If I try to run again, I get error in ML extractor instead of Keyword classifier.

RemoteException wrapping System.InvalidOperationException: The activity ‘Machine Learning Extractor’ with ID 340 threw or propagated an exception while being canceled. —> RemoteException wrapping System.AggregateException: One or more errors occurred. —> RemoteException wrapping System.Threading.Tasks.TaskCanceledException: A task was canceled.

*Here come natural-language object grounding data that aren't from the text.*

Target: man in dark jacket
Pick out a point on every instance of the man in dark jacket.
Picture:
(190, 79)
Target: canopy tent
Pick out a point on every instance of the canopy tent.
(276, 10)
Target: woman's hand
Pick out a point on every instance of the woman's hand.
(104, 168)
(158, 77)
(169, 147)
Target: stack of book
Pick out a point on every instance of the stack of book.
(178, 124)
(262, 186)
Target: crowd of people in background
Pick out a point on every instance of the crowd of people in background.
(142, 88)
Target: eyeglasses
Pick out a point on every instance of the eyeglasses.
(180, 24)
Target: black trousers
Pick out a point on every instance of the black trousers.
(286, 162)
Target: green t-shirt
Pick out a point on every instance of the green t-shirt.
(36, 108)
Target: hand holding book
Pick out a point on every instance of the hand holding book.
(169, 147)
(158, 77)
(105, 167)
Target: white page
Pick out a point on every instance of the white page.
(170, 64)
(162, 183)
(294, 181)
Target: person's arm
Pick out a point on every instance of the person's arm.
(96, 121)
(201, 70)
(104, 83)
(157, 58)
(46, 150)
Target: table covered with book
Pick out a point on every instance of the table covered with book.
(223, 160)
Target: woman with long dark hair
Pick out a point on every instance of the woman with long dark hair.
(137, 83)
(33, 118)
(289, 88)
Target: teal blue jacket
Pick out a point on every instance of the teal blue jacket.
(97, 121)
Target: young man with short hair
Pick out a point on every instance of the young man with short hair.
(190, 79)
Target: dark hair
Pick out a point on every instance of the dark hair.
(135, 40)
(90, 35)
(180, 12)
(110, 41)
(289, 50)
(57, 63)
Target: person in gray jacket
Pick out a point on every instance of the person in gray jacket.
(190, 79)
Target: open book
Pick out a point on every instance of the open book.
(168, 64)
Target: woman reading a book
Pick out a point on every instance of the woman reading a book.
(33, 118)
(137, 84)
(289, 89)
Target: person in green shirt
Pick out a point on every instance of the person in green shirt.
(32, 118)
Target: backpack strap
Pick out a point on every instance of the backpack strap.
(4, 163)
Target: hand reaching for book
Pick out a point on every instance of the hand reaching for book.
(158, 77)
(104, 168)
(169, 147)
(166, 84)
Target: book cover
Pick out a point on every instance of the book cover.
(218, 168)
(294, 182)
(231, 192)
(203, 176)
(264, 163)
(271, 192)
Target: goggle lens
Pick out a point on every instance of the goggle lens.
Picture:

--- End of inner exception stack trace ---

at System.Threading.Tasks.Task.ThrowIfExceptional(Boolean includeTaskCanceledExceptions)
at System.Threading.Tasks.Task1.GetResultCore(Boolean waitCompletionNotification) at System.Threading.Tasks.Task1.get_Result()
at UiPath.Shared.Activities.AsyncTaskCodeActivityImplementation.EndExecute(AsyncCodeActivityContext context, IAsyncResult result)
at UiPath.DocumentUnderstanding.ML.Activities.ExtractorAsyncTaskActivity.EndExecute(AsyncCodeActivityContext context, IAsyncResult result)
at System.Activities.AsyncCodeActivity.System.Activities.IAsyncCodeActivity.FinishExecution(AsyncCodeActivityContext context, IAsyncResult result)
at System.Activities.AsyncCodeActivity.CompleteAsyncCodeActivityData.CompleteAsyncCodeActivityWorkItem.Execute(ActivityExecutor executor, BookmarkManager bookmarkManager)
— End of inner exception stack trace —

how many files are you processing in parallel?

You might still be running out of memory at these stages (or any other in the parallel for each…)…

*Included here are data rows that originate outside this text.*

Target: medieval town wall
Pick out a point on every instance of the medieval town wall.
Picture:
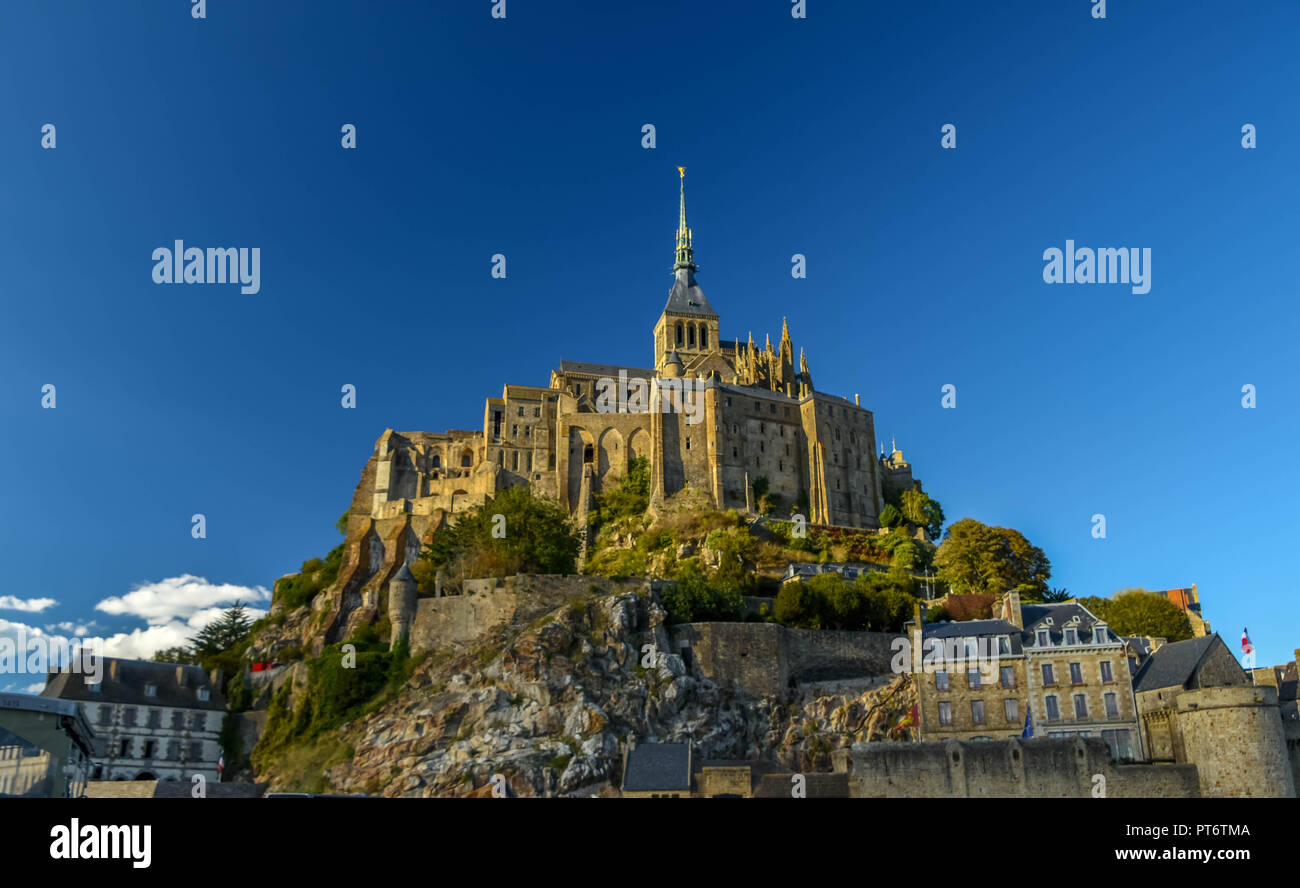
(766, 658)
(1236, 739)
(1073, 767)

if you do need to process a lot of files in the same process, maybe you can do the processing upfront in a for each, store the data, and then just use the wait for in the parallel for each… I know it is not the ideal solution, but might help to some extent.

1 Like

Hi Ioana,

I’m running into the same issue. Could you please provide an example of a workflow that does the processing upfront in a for loop and uses a wait for in a parallel for each?

Hi @Ioana_Gligan,

Looks like this is still an issue, are there new workarounds or fixes available for this issue? I’m currently facing this at a client and would love to get it resolved with minimal code impact is possible.
Any thoughts - @alexcabuz, @Andra_Buica, @Jeremy_Tederry @MVP2021

Regards,
Priya

Hi, @PD2 ,
A possible workaround would be to handle such errors programmatically, in the workflow. A good starting point for this is the Document Understanding Process available in Studio, in the Templates category (see the below image). There is also a user guide inside the process to aid the setup.

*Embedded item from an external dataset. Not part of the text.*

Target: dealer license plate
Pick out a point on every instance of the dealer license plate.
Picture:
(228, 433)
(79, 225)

Thank you @AdiPopa for the prompt response. I noticed that the new Template, that is in Prerelease has a User guide and there is a section that describes about the Design for the DU processes, is this the new recommended approach

The One-Job-Per-File Approach
Document Understanding processes will not run as batch jobs. Instead, an individual job starts for each file to be processed. This approach is used for both Attended and Unattended implementations.

Since there was no prior documentation on the Design approaches for DU, based on the training provided and help from a few experts we have the Parallel For each for the entire DU steps in the DUFramework, is there a recommended Hardware/Software requirements when using the Parallel For Each loops?